O Rui chegava do trabalho e esperava jantar na mesa, a casa arrumada e um sorriso nos meus lábios. Mas eu só queria dormir. Só queria que alguém me dissesse: "Estás a fazer o melhor que consegues".
Uma noite, depois de mais uma discussão sobre a desarrumação da casa, fechei-me na casa de banho e chorei em silêncio. Senti-me pequena, inútil, invisível. Lembrei-me das amigas que diziam que ser mãe era a melhor coisa do mundo. Porque é que comigo parecia tão difícil?
No dia seguinte, tentei fazer tudo certo. Preparei o jantar cedo, arrumei a sala enquanto Tomás dormia no sling preso ao meu peito. Quando o Rui chegou, sorri-lhe com esforço.
— Vês? Quando queres até consegues — disse ele, sem notar as olheiras fundas nem as mãos trémulas.
Naquela noite, Tomás teve cólicas. Passei horas a embalá-lo nos braços enquanto o Rui dormia profundamente no quarto ao lado. Ouvia-o ressonar enquanto eu sussurrava canções de embalar e sentia as lágrimas escorrerem-me pelo rosto.
Comecei a evitar os convívios familiares. Não suportava ouvir os comentários:
— O Rui ajuda-te muito?
— Já voltaste ao teu peso?
— O Tomás já dorme a noite toda?
Sentia-me julgada por tudo: pelo corpo, pela casa, pelo choro do meu filho. Até pelo meu silêncio.
Certa tarde, depois de uma manhã particularmente difícil em que Tomás não parou de chorar, sentei-me no chão da cozinha e liguei à minha amiga Sofia.
— Sofia, eu não aguento mais. Sinto-me um fracasso.
Ela ouviu-me em silêncio e depois disse:
— Mariana, tu não estás sozinha. Eu também me senti assim quando nasceu a Matilde. Mas ninguém fala disto porque temos vergonha. Porque achamos que temos de ser super-mulheres.
Essas palavras foram como um bálsamo. Pela primeira vez em meses senti-me compreendida.
Mas o Rui continuava distante. Uma noite, depois de mais uma discussão sobre as contas da casa — porque agora só havia um salário — ele atirou:
— Se calhar devias procurar um trabalho em part-time. Assim distraías-te e ajudavas nas despesas.
Olhei para ele incrédula:
— Achas mesmo que consigo trabalhar neste estado? Achas que alguém me vai contratar com estas olheiras e este cansaço?
Ele encolheu os ombros:
— Outras conseguem.
Foi nesse momento que percebi: ele não fazia ideia do que era ser mãe a tempo inteiro.
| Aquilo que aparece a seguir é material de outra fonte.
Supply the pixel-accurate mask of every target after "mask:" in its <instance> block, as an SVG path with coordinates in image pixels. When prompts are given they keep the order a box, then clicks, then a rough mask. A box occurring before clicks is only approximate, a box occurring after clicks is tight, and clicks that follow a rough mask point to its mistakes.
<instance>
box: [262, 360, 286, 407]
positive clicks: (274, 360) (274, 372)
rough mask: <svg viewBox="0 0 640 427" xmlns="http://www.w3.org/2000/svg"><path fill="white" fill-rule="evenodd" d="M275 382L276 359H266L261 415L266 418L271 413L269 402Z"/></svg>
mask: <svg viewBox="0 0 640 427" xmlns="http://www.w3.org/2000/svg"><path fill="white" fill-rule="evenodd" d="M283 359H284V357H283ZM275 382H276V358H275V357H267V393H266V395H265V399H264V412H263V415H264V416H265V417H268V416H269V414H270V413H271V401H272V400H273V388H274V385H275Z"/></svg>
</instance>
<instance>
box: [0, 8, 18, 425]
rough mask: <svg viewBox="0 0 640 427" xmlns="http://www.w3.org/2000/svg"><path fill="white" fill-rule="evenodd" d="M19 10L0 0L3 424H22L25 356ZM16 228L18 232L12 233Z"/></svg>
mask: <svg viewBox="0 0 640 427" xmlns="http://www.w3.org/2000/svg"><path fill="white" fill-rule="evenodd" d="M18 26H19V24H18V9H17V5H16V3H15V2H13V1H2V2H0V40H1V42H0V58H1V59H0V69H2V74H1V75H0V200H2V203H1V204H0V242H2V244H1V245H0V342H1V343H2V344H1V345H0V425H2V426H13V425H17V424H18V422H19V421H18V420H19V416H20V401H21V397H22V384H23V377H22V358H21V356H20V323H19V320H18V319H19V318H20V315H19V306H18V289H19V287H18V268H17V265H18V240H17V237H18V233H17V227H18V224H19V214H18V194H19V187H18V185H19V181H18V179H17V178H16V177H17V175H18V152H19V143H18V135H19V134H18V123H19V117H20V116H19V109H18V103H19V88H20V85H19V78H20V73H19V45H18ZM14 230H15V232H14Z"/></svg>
Não via as horas passadas a tentar adivinhar porque chorava o Tomás, as fraldas mudadas às três da manhã, os banhos apressados enquanto ele gritava no berço.
Comecei a escrever num caderno tudo o que fazia durante o dia: quantas vezes mudava fraldas, quantas vezes dava de mamar, quantos minutos conseguia estar sentada sem ser interrompida pelo choro do Tomás. Mostrei-lhe uma noite à mesa.